Quem também deve ouvir o que tais autores têm a dizer é a Academia Brasileira de Letras (ABL), que organiza um encontro inédito, em seu salão nobre, no próximo 16 de junho. “A ideia é abrir um diálogo com os imortais para aproximar as duas literaturas e mostrar que o que se produz na floresta – a oralidade – é também a literatura utilizando o mecanismo da palavra”, explica Munduruku.

DESBRAVANDO O MERCADO

Apesar de ocupar espaço crescente no segmento, ainda são poucos os autores que veem suas obras publicadas em grandes editoras comerciais. Publicado pela Companhia das Letras, Daniel Munduruku acredita que o mercado percebeu o nicho que precisa ser explorado. “Os indígenas estão produzindo porque existe demanda e o livro chega cada vez mais para esse público comprador.” Segundo ele, o problema é que essa literatura, como é pouco conhecida, não consegue disputar espaço nas livrarias com os grandes best-sellers.

Para Graça Graúna, a questão não é tão simples. O mercado editorial é construído por modelos. No geral, as editoras querem vender livros. “São aquelas obras que têm um grande campo de comercialização. Os grupos editoriais ainda mistificam a literatura indígena”, explica. Já Munduruku espera ainda mais a ampliação do mercado. “O Brasil nos conhece pouco. E os leitores precisam ler seus próprios autores e, quando o povo perceber isso, será o momento em que esta literatura despontará ainda mais.”

O grande filão é o público infanto-juvenil. A obrigatoriedade do ensino da temática tornou o governo e as escolas os maiores compradores dessas obras. Recentemente, a Secretaria Municipal de Cultura e Educação do Rio de Janeiro comprou 1.300 exemplares do livro Metade cara, metade máscara, de Eliane Potiguara, para distribuir nas bibliotecas da cidade. “É preciso sensibilizar outras secretarias municipais para ampliarmos o alcance da literatura indígena no Brasil. Neste ponto, o governo tem papel fundamental.”

O DESTINO DO JAGUAR

Se as editoras ainda têm reservas em relação à publicação em massa da produção indígena, o mesmo não ocorre com a indianista, escrita por não índios. Nunca se viu a publicação de tantas obras com tal temática. Uma delas é Couro dos espíritos, da respeitada antropóloga Betty Mindlin, que conta fábulas e relatos sobre a tribo gavião-icolen, de Rondônia. Outro lançamento badalado é Meu destino é ser onça, de Alberto Mussa, que estudou os fragmentos de registros feitos pelo frade André Thevet sobre a cultura indígena durante a ocupação da Baía de Guanabara, em 1550.
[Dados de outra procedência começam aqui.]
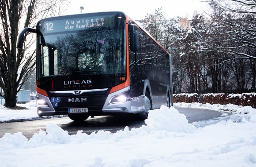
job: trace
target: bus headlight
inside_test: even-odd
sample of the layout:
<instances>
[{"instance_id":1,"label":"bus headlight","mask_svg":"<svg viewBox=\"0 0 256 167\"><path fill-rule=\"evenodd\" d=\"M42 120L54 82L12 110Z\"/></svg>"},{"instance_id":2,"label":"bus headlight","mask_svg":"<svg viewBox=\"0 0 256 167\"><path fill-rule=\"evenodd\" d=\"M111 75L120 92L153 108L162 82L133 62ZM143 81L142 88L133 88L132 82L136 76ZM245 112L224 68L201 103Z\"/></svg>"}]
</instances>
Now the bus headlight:
<instances>
[{"instance_id":1,"label":"bus headlight","mask_svg":"<svg viewBox=\"0 0 256 167\"><path fill-rule=\"evenodd\" d=\"M45 100L43 99L38 99L37 101L37 104L38 106L46 106L48 107L48 105L47 103Z\"/></svg>"},{"instance_id":2,"label":"bus headlight","mask_svg":"<svg viewBox=\"0 0 256 167\"><path fill-rule=\"evenodd\" d=\"M109 104L122 103L127 102L130 99L128 93L128 92L126 92L113 97L109 100Z\"/></svg>"}]
</instances>

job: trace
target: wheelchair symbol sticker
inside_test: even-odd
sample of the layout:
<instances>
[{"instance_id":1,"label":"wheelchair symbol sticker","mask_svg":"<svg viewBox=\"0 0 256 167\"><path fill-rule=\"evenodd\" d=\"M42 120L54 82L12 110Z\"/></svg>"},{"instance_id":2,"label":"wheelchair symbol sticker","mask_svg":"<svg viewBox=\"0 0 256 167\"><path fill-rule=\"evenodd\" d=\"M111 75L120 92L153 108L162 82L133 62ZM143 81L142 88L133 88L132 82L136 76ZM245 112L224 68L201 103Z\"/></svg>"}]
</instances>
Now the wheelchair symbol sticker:
<instances>
[{"instance_id":1,"label":"wheelchair symbol sticker","mask_svg":"<svg viewBox=\"0 0 256 167\"><path fill-rule=\"evenodd\" d=\"M58 105L59 105L59 103L60 102L60 98L51 98L51 102L53 103L53 107L57 107Z\"/></svg>"}]
</instances>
Ainda que dois escritores “veteranos” tenham movimentado o cenário cultural, foi um estreante que roubou a atenção. O mineiro Murilo Antonio de Carvalho venceu a primeira edição do concorridíssimo prêmio literário Leya, que pertence ao maior grupo editorial de Portugal. Seu primeiro romance O rastro do jaguar, ficou entre os 8 selecionados, num total de 448 romances recebidos de diferentes países de língua portuguesa. Com seis votos contra um, de um júri formado por nomes como Pepetela e Carlos Heitor Cony, o brasileiro venceu e receberá prêmio de 100 mil euros.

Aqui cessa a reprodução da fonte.